LINBIT provides binary packages of the latest versions to commercial support customers, and maintains repositories of these packages accessible to clients that allow clients to upgrade via their preferred package managers. You can find more information about that here: https://linbit.com/drbd-user-guide/drbd-guide-9_0-en/#s-linbit-packages

If you’d like to do this yourself instead, building from source is always an option, either via checking out the sources via the public Git repository or using the source tar files from https://pkg.linbit.com/. Information to help you get started on that is here: https://linbit.com/drbd-user-guide/drbd-guide-9_0-en/#s-from-source

It varies based on the distribution provider what version of prebuilt DRBD binary they provide, and this may lag behind DRBD release cycles.
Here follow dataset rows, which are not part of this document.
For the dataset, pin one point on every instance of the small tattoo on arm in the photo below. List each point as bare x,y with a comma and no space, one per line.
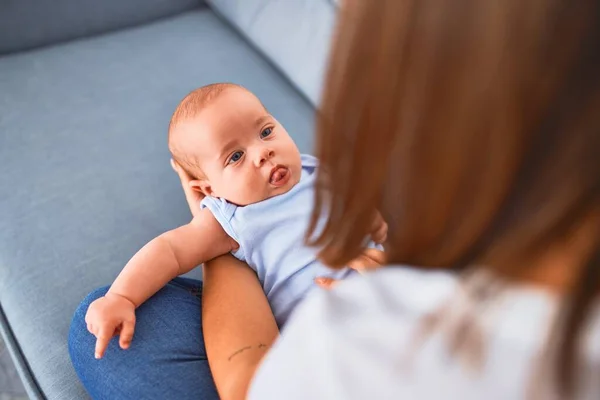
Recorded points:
240,351
235,353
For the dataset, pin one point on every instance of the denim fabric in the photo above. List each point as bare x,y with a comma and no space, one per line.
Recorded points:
166,360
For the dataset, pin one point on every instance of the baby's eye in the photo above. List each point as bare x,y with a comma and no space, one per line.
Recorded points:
235,157
266,132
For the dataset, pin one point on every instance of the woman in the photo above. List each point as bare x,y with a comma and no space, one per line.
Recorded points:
483,131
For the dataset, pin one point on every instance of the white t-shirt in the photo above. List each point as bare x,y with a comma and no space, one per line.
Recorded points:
361,341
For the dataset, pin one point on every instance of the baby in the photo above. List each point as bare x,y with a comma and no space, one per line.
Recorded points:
258,199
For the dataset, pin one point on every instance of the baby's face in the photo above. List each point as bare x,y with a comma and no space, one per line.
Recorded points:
246,156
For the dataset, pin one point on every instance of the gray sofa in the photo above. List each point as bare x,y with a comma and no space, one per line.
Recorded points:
86,91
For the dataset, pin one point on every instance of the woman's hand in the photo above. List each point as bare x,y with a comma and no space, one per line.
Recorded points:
192,195
370,258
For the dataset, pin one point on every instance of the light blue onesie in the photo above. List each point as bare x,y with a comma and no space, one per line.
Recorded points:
271,238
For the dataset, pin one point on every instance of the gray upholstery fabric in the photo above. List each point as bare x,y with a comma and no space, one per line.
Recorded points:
85,178
295,35
29,23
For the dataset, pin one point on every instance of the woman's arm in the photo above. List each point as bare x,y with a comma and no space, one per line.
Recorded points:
238,324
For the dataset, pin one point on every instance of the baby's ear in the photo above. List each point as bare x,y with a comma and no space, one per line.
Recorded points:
201,186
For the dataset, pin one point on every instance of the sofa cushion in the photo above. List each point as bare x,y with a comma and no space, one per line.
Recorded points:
86,179
30,23
294,35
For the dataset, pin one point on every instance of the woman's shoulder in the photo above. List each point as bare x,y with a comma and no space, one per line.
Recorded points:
366,336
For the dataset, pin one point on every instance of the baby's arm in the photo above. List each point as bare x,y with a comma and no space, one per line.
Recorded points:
171,254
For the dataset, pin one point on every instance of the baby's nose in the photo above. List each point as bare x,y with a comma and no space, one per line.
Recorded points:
264,156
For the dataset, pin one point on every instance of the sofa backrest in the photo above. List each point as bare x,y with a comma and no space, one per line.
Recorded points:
294,35
26,24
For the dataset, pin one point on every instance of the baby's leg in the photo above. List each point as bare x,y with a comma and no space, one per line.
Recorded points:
166,360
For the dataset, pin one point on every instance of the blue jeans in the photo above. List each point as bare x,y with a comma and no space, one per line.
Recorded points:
166,360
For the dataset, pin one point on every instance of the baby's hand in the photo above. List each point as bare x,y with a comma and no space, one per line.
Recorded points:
109,316
379,229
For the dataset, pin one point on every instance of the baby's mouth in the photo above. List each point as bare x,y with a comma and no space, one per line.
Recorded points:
280,175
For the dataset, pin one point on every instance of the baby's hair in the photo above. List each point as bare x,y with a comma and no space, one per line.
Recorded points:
188,108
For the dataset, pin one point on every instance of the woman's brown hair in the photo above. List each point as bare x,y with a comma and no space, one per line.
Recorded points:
474,128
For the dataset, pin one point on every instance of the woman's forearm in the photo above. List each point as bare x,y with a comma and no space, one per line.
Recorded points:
237,323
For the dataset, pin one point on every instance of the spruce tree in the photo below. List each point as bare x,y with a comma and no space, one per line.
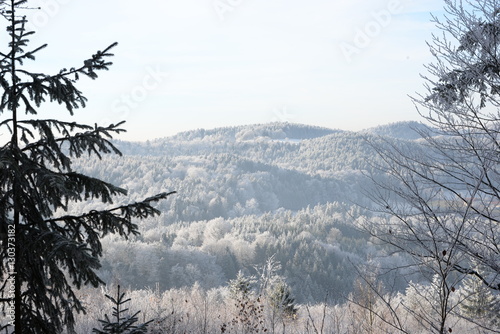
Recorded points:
46,255
120,323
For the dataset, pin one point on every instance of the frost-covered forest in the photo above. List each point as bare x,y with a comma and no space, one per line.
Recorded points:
286,193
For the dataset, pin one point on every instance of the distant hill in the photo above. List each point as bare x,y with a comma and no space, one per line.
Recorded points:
410,130
244,194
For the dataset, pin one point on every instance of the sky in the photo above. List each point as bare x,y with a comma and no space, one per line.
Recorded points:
188,64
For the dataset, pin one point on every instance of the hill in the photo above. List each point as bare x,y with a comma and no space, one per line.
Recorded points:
245,194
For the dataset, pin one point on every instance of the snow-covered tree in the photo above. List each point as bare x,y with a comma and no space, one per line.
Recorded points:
443,197
46,253
120,322
479,304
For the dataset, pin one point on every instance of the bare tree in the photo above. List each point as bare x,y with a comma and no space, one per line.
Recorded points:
440,203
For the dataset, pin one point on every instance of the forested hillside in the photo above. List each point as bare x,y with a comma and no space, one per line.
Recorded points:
245,194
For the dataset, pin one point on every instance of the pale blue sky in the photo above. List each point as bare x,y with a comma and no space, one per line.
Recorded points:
187,64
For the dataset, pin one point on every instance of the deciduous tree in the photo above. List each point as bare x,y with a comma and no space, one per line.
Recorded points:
46,253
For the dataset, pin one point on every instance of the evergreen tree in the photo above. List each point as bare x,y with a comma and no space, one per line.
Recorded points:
121,324
44,255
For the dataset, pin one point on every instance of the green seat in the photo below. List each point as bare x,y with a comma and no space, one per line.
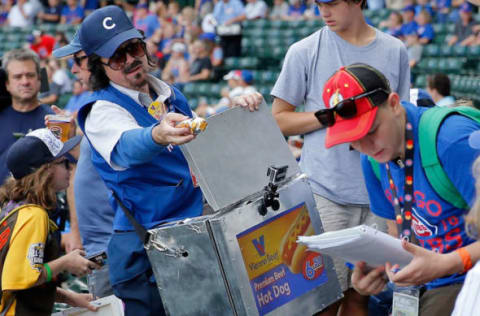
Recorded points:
446,50
439,38
232,63
248,63
434,63
279,24
473,51
431,50
455,65
439,28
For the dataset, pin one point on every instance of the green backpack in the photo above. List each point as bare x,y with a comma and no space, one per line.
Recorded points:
427,136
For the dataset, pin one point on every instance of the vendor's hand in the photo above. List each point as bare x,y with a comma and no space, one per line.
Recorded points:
80,300
166,133
249,101
76,264
368,283
425,266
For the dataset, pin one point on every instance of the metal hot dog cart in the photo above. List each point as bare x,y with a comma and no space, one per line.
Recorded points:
240,259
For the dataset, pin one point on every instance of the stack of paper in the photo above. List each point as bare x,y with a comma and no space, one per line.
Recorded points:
359,243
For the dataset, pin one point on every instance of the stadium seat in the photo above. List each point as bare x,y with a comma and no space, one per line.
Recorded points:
460,50
431,50
446,50
473,52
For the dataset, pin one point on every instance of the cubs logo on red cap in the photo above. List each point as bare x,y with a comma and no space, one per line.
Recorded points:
346,83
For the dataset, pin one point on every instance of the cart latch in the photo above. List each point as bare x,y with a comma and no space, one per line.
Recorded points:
270,195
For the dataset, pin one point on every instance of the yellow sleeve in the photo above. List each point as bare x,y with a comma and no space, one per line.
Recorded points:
24,260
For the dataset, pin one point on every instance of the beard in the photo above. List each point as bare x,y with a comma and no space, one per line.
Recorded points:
139,79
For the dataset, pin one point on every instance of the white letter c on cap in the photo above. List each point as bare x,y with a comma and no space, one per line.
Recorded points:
106,25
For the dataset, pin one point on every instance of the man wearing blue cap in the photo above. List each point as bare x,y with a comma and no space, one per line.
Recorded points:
131,129
335,175
93,210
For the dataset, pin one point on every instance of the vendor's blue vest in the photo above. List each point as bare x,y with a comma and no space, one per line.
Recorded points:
155,192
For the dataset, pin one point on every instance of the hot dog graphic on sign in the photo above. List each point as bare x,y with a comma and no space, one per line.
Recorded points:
278,268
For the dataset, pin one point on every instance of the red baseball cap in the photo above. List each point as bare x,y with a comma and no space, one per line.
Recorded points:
348,82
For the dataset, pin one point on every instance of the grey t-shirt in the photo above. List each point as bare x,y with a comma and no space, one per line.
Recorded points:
336,173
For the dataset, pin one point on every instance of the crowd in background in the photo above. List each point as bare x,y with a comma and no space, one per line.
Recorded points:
188,44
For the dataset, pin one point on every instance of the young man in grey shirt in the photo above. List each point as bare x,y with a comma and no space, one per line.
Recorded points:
335,174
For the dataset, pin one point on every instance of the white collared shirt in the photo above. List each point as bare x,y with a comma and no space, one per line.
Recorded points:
107,121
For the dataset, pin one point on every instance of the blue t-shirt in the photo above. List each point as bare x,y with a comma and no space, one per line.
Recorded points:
94,213
437,224
17,123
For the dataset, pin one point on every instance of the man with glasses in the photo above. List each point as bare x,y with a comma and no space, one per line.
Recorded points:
131,129
93,211
335,175
22,67
362,111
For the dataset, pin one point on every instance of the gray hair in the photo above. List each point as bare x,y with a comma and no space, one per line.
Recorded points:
20,54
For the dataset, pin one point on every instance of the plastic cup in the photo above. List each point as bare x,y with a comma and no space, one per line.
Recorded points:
59,125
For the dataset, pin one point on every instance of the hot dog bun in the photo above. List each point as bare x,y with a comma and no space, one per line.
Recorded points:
300,252
291,252
196,125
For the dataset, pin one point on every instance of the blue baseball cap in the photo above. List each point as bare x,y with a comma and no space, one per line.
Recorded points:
69,49
247,76
105,29
474,140
36,149
208,36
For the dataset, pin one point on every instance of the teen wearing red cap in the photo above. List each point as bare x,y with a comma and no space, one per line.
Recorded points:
334,175
364,112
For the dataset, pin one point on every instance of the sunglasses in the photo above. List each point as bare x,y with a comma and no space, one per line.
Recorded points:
64,162
345,108
78,60
135,49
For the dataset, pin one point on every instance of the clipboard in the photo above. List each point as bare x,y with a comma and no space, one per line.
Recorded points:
359,243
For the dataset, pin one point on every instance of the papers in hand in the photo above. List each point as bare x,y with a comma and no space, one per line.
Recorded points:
359,243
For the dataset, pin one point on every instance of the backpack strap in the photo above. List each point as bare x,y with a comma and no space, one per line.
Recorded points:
428,129
375,166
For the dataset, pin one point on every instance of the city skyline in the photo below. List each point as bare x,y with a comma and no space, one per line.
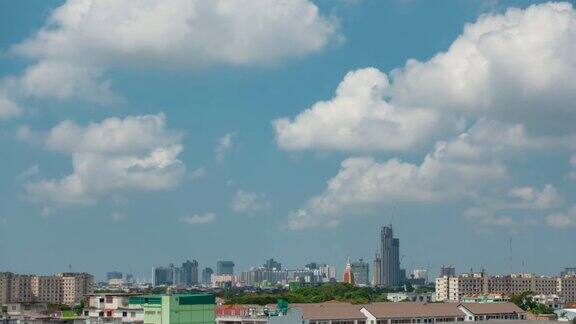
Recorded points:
159,137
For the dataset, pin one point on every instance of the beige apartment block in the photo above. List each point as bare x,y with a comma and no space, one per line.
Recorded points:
63,288
466,285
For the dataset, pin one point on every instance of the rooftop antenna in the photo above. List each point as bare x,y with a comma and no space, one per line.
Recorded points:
510,254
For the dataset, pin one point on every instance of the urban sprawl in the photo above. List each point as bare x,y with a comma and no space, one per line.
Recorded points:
314,294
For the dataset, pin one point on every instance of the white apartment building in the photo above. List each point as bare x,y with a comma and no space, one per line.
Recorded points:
112,308
456,288
62,288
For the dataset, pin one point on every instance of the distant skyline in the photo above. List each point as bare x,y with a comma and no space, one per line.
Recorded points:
135,135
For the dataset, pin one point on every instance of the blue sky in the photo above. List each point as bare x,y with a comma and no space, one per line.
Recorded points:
162,135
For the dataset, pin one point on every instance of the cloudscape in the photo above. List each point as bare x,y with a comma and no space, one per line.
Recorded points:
140,133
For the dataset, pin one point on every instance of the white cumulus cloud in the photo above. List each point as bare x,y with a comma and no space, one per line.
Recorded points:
116,155
250,202
83,39
198,219
516,68
565,219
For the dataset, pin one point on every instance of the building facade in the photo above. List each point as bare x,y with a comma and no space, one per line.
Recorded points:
388,259
360,272
225,268
64,288
474,284
177,309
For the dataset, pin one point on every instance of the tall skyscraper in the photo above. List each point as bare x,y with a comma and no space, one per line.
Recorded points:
190,272
447,271
207,276
360,272
225,268
113,275
348,276
376,270
389,253
272,264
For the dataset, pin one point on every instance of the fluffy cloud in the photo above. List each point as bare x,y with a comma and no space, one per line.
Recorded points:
529,197
469,166
198,219
116,155
250,202
8,108
563,220
82,39
515,67
357,118
222,147
485,220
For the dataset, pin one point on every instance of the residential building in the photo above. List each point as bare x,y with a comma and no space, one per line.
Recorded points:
570,271
405,312
272,264
447,271
207,276
475,284
176,309
225,281
105,308
567,288
411,296
420,274
225,268
360,273
63,288
264,276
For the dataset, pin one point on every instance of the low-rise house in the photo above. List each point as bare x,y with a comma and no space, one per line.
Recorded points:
411,296
112,308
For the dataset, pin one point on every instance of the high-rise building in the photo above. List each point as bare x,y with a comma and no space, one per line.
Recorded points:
272,264
389,259
360,272
207,276
225,268
376,270
447,271
62,288
348,276
113,275
190,272
420,274
162,276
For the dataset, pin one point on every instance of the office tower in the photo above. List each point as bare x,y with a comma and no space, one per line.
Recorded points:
448,271
327,273
190,272
224,268
207,276
389,259
273,265
376,271
113,275
568,272
348,276
420,274
162,276
360,272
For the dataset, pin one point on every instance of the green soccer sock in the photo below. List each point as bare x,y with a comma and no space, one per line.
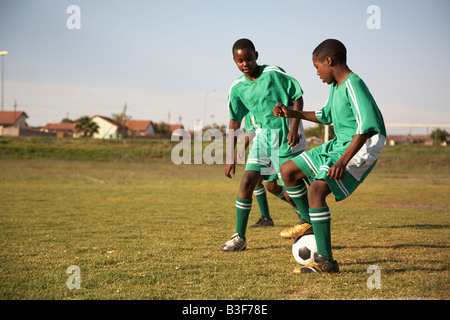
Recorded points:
261,197
299,195
280,194
321,221
243,207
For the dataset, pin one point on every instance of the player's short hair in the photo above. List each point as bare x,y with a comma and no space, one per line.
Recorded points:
243,44
331,48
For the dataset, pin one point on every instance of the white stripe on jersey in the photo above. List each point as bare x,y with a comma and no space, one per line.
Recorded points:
355,102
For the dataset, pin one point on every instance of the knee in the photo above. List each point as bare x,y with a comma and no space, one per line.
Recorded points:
272,187
317,192
289,174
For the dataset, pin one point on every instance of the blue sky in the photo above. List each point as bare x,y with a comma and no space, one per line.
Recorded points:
166,58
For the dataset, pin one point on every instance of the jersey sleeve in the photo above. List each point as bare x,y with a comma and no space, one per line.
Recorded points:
324,114
364,107
236,108
249,127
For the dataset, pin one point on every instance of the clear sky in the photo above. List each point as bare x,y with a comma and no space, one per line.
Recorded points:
172,59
But if other distributions may be an option for you, Ubuntu LTS offers a PPA repository for DRBD 9: LINBIT DRBD9 Stack : “LINBIT” team

1 Like

Thanks again for the extensive information! :pray:
I think that concludes this thread for me for now. :white_check_mark:

I would mark the first reply as the solution to this thread, but I can’t. Not sure if that is a permission thing, or if you are just not using this feature.

Hello Robin,

what EXACTLY was the solution?

Can you tell me/us?

Jörg

Hi Jörg,

frankly: We never found a solution in that sense. Currently, it looks like the issue actually only was present on Debian 10 and as of now it has not re-surfaced on Debian 12. We still have some systems pending, but it looks like the updated version of the DRBD stack has at least helped.

I know, that is very unsatisfying, but for now it is all we got. I will update here, if any new insights come about. :v: